O médico veterinário tem a perceção de que os médicos internistas não deixarão de existir, mas que a inteligência artificial virá ajudar muito.
Doroteia Bota destaca sobretudo “a possibilidade de ter máquinas de excelente qualidade para a realização de exames de sangue in loco e, ainda, os exames complementares de diagnóstico, como todo o tipo de endoscopias que são realizadas, mas também a medicina interventiva, como a colocação de stents traqueais, entre outros”.
O diagnóstico é essencial como em qualquer especialidade. Por esta ser uma especialidade tao abrangente que necessita de integrar os vários órgãos e sistemas, “cada caso pode vir a ser uma verdadeira ‘caixa de surpresas’ onde tudo deve tentar ser explicado como que se de um puzzle se tratasse. Este ‘jogo’ de, a partir do exame clínico formular a lista de problemas, estabelecer diagnósticos diferenciais e ir realizando exames complementares que nos permitam afirmar ou refutar esta ou aquela hipótese fazem do plano de diagnóstico em medicina interna um verdadeiro desafio”, considera o docente da FMV-UL. Sem diagnosticar, não há garantias. E para Doroteia Bota, a maior diferença na atuação dos médicos internistas passa pela “necessidade de ter um conhecimento muito alargado de várias áreas da medicina interna, tão diferentes entre elas: hematologia, respiratória, uro-nefrologia, gastroenterologia, etc.”.

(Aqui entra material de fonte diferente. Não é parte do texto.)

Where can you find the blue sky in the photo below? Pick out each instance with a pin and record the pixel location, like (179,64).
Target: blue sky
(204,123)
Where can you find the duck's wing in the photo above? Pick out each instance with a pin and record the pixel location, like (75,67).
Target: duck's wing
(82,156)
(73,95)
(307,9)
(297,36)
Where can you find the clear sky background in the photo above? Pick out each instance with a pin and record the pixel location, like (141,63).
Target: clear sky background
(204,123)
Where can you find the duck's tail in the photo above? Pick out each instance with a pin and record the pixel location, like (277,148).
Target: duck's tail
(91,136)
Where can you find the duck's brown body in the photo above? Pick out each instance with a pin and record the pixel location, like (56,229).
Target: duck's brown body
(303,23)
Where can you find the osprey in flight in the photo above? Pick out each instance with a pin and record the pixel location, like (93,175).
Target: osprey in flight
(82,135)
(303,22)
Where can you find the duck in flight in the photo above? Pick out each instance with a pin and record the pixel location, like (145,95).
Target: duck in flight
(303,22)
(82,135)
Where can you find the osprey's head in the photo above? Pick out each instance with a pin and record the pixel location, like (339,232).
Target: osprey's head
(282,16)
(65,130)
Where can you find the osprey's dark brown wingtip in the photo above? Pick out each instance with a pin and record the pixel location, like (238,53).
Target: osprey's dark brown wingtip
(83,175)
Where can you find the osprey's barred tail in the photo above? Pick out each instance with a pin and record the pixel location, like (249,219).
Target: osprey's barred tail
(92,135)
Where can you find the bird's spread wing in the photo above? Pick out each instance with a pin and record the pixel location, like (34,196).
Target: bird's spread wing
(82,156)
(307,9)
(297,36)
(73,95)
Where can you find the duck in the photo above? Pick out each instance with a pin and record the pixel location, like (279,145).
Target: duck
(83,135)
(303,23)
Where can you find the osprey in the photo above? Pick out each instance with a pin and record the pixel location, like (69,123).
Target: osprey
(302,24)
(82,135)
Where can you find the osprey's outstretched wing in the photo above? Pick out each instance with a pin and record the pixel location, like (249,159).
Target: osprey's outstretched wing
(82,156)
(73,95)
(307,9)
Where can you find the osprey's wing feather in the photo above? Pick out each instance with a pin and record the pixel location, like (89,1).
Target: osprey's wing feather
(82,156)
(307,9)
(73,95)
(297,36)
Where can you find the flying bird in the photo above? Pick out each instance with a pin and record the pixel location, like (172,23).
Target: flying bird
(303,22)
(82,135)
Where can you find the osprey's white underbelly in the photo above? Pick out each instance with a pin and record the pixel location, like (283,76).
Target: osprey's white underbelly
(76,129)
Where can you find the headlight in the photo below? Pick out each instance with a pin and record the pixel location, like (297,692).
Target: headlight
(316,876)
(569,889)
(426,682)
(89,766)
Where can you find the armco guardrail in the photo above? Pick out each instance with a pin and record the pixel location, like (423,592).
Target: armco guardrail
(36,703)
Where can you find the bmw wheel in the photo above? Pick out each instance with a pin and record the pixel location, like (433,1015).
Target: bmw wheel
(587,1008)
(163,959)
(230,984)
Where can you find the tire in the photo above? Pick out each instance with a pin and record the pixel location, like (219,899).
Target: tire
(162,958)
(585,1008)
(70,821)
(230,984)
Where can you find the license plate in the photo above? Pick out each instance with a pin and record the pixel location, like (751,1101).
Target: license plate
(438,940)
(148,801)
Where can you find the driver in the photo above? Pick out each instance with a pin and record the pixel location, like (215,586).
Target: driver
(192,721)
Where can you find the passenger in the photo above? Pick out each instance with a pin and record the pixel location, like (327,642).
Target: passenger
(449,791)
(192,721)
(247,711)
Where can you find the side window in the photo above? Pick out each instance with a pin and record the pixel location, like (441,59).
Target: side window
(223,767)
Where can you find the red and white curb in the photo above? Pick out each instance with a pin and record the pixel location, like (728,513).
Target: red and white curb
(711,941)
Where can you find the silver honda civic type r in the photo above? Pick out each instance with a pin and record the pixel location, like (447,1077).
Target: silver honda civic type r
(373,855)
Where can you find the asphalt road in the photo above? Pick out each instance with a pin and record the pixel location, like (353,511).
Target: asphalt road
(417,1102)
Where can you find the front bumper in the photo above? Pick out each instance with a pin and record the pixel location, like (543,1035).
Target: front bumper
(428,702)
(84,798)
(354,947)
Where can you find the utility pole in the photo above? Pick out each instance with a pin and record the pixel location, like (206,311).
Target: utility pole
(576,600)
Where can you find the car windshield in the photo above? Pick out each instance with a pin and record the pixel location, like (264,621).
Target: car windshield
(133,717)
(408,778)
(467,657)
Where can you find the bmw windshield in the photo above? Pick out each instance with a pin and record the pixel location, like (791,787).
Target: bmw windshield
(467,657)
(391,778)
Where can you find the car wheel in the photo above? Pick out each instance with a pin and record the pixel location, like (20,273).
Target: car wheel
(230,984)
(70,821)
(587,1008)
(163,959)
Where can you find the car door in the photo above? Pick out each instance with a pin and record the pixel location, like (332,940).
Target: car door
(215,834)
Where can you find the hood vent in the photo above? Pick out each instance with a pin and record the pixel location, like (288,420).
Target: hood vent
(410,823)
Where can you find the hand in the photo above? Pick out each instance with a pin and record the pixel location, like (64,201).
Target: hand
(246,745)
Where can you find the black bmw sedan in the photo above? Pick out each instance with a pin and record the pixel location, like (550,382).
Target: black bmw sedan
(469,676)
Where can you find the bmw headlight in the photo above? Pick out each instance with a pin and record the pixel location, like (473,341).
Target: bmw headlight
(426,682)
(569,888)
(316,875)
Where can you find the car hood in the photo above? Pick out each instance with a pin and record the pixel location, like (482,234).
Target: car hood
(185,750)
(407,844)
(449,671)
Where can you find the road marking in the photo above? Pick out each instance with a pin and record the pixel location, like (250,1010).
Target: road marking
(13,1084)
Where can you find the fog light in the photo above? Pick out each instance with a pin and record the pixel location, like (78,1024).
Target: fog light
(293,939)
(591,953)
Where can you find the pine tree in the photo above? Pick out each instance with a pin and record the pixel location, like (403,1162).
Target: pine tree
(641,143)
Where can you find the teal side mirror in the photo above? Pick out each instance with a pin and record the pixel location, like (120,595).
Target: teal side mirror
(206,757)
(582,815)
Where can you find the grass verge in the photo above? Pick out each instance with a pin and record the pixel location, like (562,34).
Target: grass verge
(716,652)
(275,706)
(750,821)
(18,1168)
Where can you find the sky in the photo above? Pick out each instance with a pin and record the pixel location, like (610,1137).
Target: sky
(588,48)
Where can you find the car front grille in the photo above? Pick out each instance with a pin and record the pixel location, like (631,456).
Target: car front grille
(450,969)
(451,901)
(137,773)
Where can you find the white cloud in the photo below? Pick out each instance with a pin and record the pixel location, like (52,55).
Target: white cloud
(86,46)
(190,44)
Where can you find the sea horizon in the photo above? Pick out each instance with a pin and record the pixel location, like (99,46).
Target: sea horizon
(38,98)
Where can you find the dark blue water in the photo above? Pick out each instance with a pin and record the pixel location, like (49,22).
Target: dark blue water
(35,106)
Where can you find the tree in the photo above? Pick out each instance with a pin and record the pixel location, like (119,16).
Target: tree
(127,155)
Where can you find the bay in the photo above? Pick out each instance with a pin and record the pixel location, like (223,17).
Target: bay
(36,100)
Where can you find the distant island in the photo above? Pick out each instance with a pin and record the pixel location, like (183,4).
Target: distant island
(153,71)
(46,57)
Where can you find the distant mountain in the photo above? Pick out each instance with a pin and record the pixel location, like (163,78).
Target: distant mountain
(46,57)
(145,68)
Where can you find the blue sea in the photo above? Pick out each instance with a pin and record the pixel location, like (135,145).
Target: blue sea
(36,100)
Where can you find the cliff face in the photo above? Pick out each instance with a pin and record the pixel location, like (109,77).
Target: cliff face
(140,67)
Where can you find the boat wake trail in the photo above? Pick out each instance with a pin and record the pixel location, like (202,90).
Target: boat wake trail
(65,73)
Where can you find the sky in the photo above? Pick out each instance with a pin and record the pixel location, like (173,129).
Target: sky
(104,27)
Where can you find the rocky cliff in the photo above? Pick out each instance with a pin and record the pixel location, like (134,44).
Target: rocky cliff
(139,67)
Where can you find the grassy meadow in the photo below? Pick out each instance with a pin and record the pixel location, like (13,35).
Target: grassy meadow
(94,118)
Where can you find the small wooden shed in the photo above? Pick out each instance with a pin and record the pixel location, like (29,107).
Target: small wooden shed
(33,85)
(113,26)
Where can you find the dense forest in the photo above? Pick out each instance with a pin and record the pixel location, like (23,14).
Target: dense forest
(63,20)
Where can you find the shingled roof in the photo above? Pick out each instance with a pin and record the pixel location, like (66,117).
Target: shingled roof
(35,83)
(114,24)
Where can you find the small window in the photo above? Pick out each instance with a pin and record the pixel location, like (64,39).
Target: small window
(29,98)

O papel dos enfermeiros veterinários
São essenciais em qualquer especialidade, mas sobretudo na medicina interna, os enfermeiros desempenham um papel complementar à ação do médico veterinário internista e, na opinião de Rodolfo Oliveira Leal, “para aquele acompanhamento, muitas vezes, tão necessário a médio longo prazo (exemplo: pacientes diabéticos, pacientes com doença de Addison, pacientes com hipertensão arterial, proteinúria, etc.). Se os controlos intermédios forem otimizados com enfermeiros, tudo corre melhor”. O médico veterinário é um defensor assumido da subespecialização em enfermagem veterinária. “À semelhança de outros países do mundo (como o Reino Unido ou os EUA), ao ter subespecialidades, conseguimos otimizar recursos e prestar conjuntamente um melhor serviço. Acho que o futuro da enfermagem também caminha nesse sentido e espero que rapidamente isso ocorra em Portugal.”
Muito do que Doroteia Bota sabe executar ao nível técnico, como tirar sangue, colocar vias endovenosas, toracocenteses, drenagem de pericárdico, entubar animais, entre outros, “foi aprendido com enfermeiros”.
*Artigo publicado originalmente na edição n.º 153 da revista VETERINÁRIA ATUAL, de outubro de 2021.